3.1. Nadat namens appellante hoger beroep was ingesteld heeft het Uwv bij besluit van 10 februari 2009, daarmee uitvoering gevend aan de uitspraak van de rechtbank, het bezwaar van appellante tegen het besluit van 17 juli 2005 alsnog gegrond verklaard. Daarbij is de mate van arbeidsongeschiktheid bepaald op 55 tot 65%. De WAO-uitkering wordt verhoogd met ingang van 11 juli 2005, de datum waarop het laatste relevante contact plaatsvond tussen appellante en de arbeidsdeskundige.
3.2. Aan het besluit van 10 februari 2009 ligt een rapportage ten grondslag van Van Glabbeek van 14 januari 2009. In de FML van diezelfde datum heeft hij een beperking aangegeven bij persoonlijk risico en de werktijd beperkt tot 4 uur per dag en 20 uur per week. Op het item lezen handhaaft hij de normaalscore omdat niet is gebleken dat appellante van haar dyslexie een specifieke beperking ondervindt in het dagelijks leven. De bezwaararbeidsdeskundige heeft opnieuw functies geselecteerd en de geschiktheid daarvan toegelicht in zijn rapportage van 5 februari 2009.
3.3. Appellante heeft onder verwijzing naar haar ervaringen in het re-integratietraject en een rapportage die is opgesteld in het kader van de WSW-indicatiestelling betoogd dat een verdergaande urenbeperking noodzakelijk is.
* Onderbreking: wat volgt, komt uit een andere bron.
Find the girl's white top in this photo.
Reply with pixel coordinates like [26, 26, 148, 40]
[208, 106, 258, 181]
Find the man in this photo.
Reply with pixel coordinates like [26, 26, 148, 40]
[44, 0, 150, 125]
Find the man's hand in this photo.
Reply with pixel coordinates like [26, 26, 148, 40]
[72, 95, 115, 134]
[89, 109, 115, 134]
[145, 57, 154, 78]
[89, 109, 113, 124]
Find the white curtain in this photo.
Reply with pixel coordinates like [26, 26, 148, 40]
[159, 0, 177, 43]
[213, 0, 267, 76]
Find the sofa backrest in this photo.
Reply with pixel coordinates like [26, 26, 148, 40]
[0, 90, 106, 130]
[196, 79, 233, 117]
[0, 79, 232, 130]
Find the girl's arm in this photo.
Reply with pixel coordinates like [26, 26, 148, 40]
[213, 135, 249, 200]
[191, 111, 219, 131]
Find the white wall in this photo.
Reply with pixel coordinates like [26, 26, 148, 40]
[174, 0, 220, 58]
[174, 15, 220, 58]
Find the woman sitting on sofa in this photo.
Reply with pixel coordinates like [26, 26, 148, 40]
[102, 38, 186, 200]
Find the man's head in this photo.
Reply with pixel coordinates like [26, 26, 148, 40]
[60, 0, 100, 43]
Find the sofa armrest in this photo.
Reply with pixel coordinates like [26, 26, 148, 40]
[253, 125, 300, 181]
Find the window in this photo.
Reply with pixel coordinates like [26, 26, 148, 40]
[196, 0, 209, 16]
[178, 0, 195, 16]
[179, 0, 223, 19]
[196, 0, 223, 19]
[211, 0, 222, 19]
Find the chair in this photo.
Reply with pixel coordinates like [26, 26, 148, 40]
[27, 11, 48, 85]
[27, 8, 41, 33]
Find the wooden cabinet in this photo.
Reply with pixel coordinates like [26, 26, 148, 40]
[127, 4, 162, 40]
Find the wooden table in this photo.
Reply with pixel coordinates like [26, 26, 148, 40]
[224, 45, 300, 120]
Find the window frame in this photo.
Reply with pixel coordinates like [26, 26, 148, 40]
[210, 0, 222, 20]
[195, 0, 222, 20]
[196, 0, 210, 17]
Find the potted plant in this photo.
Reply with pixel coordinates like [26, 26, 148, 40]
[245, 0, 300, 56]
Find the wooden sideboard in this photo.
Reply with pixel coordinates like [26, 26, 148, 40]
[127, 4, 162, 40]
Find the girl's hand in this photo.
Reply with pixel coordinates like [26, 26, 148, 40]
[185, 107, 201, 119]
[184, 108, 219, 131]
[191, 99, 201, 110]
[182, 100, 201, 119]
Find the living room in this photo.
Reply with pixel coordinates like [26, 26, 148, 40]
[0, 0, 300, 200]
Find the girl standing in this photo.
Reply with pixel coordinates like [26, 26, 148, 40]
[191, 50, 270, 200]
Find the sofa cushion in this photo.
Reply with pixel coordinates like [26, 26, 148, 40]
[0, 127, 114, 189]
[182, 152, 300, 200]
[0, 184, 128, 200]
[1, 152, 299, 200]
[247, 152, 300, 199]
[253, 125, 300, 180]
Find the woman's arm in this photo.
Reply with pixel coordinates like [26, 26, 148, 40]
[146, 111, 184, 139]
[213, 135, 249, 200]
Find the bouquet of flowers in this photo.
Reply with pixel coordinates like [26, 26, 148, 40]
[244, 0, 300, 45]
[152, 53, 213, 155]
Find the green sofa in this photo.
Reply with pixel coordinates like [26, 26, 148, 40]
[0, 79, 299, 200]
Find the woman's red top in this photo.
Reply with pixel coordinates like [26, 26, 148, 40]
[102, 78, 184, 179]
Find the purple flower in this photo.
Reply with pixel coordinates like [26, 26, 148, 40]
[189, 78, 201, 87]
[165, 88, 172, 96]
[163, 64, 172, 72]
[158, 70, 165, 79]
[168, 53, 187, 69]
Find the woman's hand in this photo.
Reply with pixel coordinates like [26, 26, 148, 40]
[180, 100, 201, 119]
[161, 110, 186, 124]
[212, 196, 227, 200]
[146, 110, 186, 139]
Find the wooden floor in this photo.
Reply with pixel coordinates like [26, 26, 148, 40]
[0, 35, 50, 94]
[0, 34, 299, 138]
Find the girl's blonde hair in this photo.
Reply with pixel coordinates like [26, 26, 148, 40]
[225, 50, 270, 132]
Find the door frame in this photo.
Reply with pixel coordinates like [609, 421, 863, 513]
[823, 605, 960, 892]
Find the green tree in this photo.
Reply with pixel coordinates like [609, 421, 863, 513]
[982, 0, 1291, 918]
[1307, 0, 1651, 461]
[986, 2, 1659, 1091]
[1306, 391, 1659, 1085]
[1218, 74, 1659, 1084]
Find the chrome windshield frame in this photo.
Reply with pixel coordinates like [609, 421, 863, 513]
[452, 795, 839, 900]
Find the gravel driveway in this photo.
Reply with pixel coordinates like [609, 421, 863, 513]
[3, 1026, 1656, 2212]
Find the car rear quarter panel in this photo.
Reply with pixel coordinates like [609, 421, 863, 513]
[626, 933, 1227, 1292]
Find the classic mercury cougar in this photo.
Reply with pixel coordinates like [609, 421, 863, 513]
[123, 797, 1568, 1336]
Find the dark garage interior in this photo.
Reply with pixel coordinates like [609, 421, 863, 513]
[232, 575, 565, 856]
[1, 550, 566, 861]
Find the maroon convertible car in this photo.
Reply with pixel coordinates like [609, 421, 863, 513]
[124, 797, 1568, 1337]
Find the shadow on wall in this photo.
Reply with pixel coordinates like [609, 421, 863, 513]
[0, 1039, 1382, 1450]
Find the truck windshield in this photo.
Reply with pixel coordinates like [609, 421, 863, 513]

Zij acht zich slechts in staat om gedurende 10 uur per week in arbeid te functioneren.
4. De Raad overweegt het volgende.
4.1. Met het besluit van 10 februari 2009 is het Uwv niet geheel tegemoet gekomen aan het bezwaar van appellante. De Raad is van oordeel dat het hoger beroep van appellante op grond van artikel 6:24 in samenhang met artikel 6:19 van de Algemene wet bestuursrecht (Awb) geacht moet worden mede te zijn gericht tegen het besluit van 10 februari 2009.
4.2. De Raad stelt vast dat alleen beantwoording behoeft de vraag of het besluit van het Uwv om de WAO-uitkering van appellante met ingang van 11 juli 2005 te verhogen een voldoende medische en arbeidskundige grondslag heeft en of de mate van arbeidsongeschiktheid op goede gronden is vastgesteld op 55 tot 65% in plaats van de sinds 18 september 2003 vaststaande mate van arbeidsongeschiktheid van 45 tot 55%.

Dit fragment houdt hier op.